Wow, These State Writing Tests Certainly Do Not Measure What We Know To Be The Truth
Having just completed the state assessment of writing, I am once again amazed at how much of the research on what makes good writers–understanding the cognitive processes involved, the social interaction and socially mediated constructs of writing, the involvement in community, and the need for looking at writing in the 21st century as interactive and multi-modal is not considered, or perhaps may I say valued when assessing students’ abilities. We teach process and thinking and assess proficieny on a first draft, timed, with no attention paid to process or authenticity. We are not practicing what we preach and what lesson is that teaching. So I often temper these tests with the concept of genre–Writing on demand is a genre– Use what you know is good writing when you approach these writing tasks. Students seem to forget, or should I say, it is easy for students to forget that their knowledge is indeed transferrable to a writing on demand task. Yes, it may be stressful and it may lack authentic purpose and audience, but as educators we have to do more than teach structured writing. We have to teach confidence and approach.

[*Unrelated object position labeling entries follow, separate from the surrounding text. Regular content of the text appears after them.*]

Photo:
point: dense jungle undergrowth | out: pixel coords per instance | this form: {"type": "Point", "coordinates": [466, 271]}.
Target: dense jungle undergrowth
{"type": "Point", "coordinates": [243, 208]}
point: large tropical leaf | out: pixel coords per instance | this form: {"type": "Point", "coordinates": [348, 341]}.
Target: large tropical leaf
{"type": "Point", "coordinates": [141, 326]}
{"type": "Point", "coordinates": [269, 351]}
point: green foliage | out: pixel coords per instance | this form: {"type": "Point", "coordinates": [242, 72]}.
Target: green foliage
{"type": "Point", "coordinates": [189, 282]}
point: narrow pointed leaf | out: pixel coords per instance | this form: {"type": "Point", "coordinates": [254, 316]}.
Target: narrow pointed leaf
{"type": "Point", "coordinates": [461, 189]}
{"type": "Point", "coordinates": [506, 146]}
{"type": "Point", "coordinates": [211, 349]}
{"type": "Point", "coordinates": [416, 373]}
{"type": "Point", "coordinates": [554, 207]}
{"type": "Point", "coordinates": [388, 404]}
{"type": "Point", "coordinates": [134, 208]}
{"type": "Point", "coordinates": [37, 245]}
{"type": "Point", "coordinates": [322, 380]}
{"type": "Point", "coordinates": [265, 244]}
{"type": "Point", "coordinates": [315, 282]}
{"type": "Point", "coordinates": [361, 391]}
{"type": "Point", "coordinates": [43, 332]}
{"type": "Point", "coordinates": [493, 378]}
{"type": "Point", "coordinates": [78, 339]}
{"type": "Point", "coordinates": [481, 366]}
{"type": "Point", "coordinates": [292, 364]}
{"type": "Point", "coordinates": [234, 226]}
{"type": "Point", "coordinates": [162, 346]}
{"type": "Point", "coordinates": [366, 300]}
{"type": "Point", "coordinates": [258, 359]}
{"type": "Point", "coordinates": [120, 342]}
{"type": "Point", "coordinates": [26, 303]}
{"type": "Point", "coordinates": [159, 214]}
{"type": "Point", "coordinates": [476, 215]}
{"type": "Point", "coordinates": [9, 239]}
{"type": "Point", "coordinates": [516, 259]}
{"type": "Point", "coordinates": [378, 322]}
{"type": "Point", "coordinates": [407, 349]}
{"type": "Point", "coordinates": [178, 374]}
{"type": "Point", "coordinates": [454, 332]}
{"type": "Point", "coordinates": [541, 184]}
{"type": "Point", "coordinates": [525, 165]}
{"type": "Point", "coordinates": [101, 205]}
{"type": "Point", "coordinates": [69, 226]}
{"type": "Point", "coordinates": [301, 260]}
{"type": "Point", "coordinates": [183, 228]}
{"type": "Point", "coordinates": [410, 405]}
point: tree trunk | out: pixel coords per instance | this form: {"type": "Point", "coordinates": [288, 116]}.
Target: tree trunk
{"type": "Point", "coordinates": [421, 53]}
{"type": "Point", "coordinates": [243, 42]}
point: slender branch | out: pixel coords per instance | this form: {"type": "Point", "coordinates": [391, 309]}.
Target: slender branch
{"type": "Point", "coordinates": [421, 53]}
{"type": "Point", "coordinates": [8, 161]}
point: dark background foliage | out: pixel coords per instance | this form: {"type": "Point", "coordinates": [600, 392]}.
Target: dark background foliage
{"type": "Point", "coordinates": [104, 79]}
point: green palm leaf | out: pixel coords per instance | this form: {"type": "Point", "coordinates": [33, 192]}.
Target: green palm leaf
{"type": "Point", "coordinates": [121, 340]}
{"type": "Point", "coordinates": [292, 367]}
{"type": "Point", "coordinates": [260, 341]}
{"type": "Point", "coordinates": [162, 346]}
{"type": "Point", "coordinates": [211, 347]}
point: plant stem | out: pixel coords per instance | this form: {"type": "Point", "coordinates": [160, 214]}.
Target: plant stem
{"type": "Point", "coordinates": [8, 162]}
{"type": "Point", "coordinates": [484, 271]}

We have to instill students with the ability to recognize that they have what they need (hopefully) to perform successfully in all rhetorical situations–tests are just one variety.
When the system will catch up with what we know is the future in writing and digital literacy remains to be seen, but until then educators must think two if not more steps ahead to bridge the gap between what research says is the best approach and how we are assessing.